This is the story of how we built one of the largest spinning tools you are ever likely to see. This is a parabolic spinning tool for making aluminium reflectors for satellite antennas and weather radar systems. It weighs around 2.5 tons. We had a 3.0m tool which was bought as part of a factory closure. it had originally been the centre of a 4.5m tool, but the outer segments had been scrapped. so we had to remake them. It was no small job.

fig.1. The 3.0m tool

Fig. 2 After making a pattern and having the new segments cast, the machining references were milled and holes tapped for fixturing. They were milled on a large 3-axis machine, tilted as they would be in service to allow the sides to come parallel when assembled.

Fig. 3. Assembling the tool for finish turning

Fig. 4. The tool in position on the lathe headstock where it will be used, driven at around 60RPM using a 20hp motor. Note the pit needed to clear the tool to put the axis at a workable height.

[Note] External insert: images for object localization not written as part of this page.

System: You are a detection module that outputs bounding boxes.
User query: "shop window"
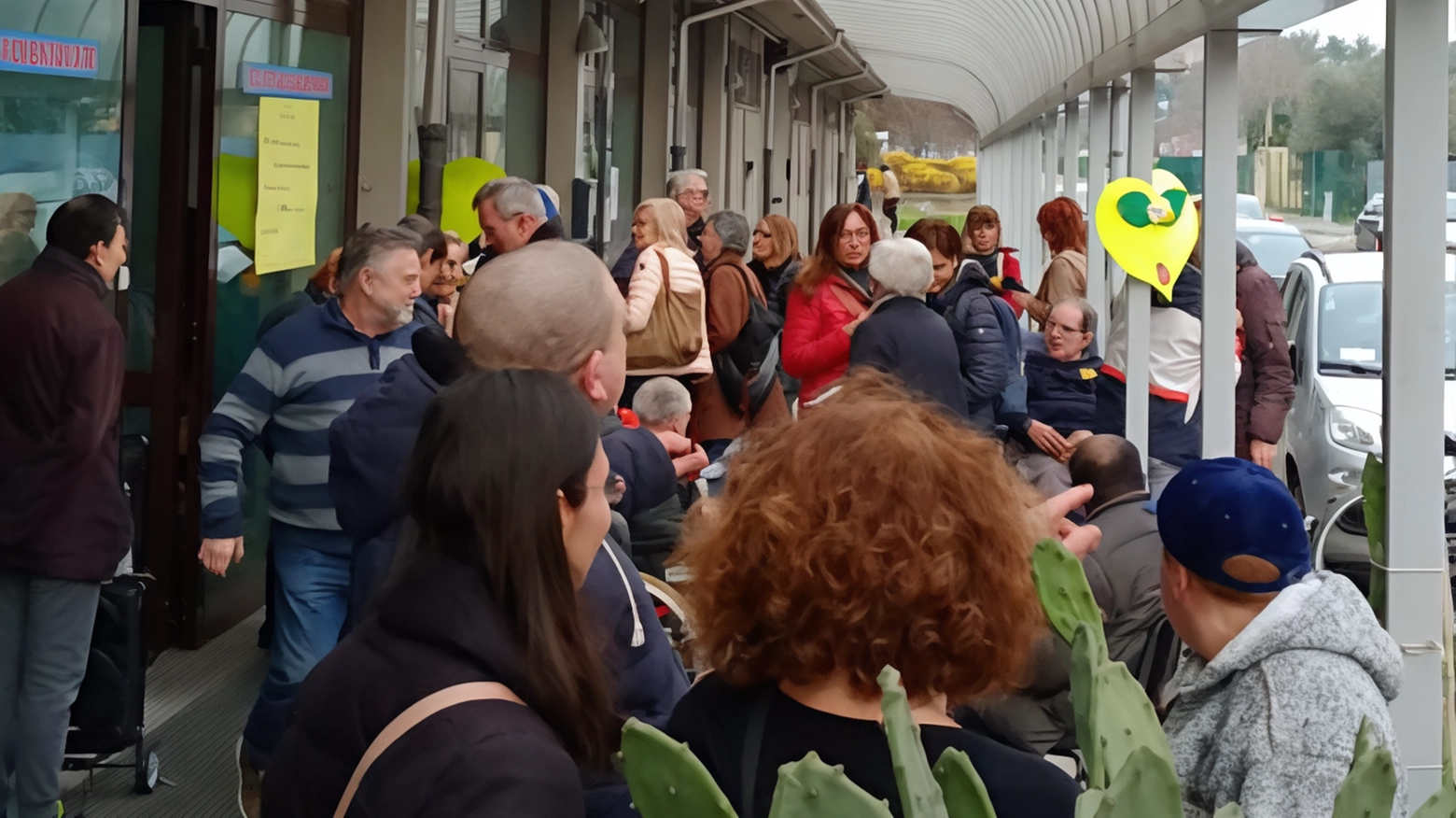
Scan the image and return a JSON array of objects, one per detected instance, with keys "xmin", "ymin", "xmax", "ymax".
[{"xmin": 0, "ymin": 0, "xmax": 127, "ymax": 284}]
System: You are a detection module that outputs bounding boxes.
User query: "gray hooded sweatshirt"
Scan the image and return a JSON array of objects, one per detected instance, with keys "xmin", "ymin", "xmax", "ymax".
[{"xmin": 1163, "ymin": 571, "xmax": 1405, "ymax": 818}]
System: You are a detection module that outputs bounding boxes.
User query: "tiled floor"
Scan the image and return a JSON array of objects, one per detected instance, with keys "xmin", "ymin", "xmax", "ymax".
[{"xmin": 63, "ymin": 610, "xmax": 268, "ymax": 818}]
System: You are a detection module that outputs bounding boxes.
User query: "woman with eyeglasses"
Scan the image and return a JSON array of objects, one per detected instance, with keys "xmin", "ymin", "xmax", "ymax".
[
  {"xmin": 1001, "ymin": 299, "xmax": 1102, "ymax": 498},
  {"xmin": 782, "ymin": 204, "xmax": 879, "ymax": 402},
  {"xmin": 749, "ymin": 213, "xmax": 803, "ymax": 316}
]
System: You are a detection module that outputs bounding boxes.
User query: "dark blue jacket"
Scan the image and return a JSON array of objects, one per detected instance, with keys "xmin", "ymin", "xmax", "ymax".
[
  {"xmin": 848, "ymin": 297, "xmax": 970, "ymax": 419},
  {"xmin": 926, "ymin": 262, "xmax": 1021, "ymax": 430},
  {"xmin": 1027, "ymin": 351, "xmax": 1102, "ymax": 437},
  {"xmin": 329, "ymin": 329, "xmax": 687, "ymax": 726}
]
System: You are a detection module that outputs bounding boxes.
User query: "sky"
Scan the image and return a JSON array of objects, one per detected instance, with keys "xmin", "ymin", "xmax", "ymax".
[{"xmin": 1289, "ymin": 0, "xmax": 1456, "ymax": 45}]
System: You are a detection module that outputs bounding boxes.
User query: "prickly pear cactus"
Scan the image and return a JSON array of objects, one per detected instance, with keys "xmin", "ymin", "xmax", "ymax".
[
  {"xmin": 1069, "ymin": 622, "xmax": 1108, "ymax": 789},
  {"xmin": 617, "ymin": 719, "xmax": 739, "ymax": 818},
  {"xmin": 879, "ymin": 665, "xmax": 949, "ymax": 818},
  {"xmin": 1030, "ymin": 540, "xmax": 1107, "ymax": 652},
  {"xmin": 1332, "ymin": 719, "xmax": 1398, "ymax": 818},
  {"xmin": 1095, "ymin": 747, "xmax": 1183, "ymax": 818},
  {"xmin": 1092, "ymin": 649, "xmax": 1173, "ymax": 784},
  {"xmin": 931, "ymin": 747, "xmax": 996, "ymax": 818},
  {"xmin": 768, "ymin": 753, "xmax": 892, "ymax": 818}
]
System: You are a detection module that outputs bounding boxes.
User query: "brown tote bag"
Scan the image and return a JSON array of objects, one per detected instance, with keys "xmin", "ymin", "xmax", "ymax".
[
  {"xmin": 333, "ymin": 681, "xmax": 525, "ymax": 818},
  {"xmin": 627, "ymin": 244, "xmax": 703, "ymax": 366}
]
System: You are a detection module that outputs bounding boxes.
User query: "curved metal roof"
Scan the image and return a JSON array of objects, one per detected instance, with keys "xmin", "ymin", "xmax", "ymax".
[{"xmin": 819, "ymin": 0, "xmax": 1349, "ymax": 141}]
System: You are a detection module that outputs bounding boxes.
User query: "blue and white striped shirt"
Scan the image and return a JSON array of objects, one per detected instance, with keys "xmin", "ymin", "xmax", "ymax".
[{"xmin": 198, "ymin": 299, "xmax": 419, "ymax": 539}]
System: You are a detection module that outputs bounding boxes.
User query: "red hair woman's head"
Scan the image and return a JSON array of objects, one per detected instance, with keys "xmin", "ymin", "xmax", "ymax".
[
  {"xmin": 795, "ymin": 204, "xmax": 879, "ymax": 295},
  {"xmin": 1037, "ymin": 196, "xmax": 1087, "ymax": 253}
]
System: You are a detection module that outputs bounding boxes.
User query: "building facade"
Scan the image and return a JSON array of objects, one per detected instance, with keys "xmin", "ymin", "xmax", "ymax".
[{"xmin": 0, "ymin": 0, "xmax": 884, "ymax": 648}]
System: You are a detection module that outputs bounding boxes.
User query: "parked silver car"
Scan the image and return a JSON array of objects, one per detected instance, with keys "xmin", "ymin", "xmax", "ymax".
[{"xmin": 1276, "ymin": 253, "xmax": 1456, "ymax": 575}]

Fig. 5. Turning the tool. The 2-axis slide is not at 90 degrees to the machine axis as this would require too much slide movement, Instead a minimal Y axis moving only 300mm or so is used, and an angular offset applied. The software is used in mill configuration using the radius of the lathe tool tip as an offset.

Fig. 6. The finished tool With its eventual operator for scale.

Programming was simple since a parabolic curve is simply defined mathematically, so parametrics are used to recalculate the next pair of X and Y coordinates based on a subroutine that runs several times a second to change the value of two parameters which are then translated to X and Y before movement. The program as it was run was about 30 lines long. This and the angular offset made the programming easy.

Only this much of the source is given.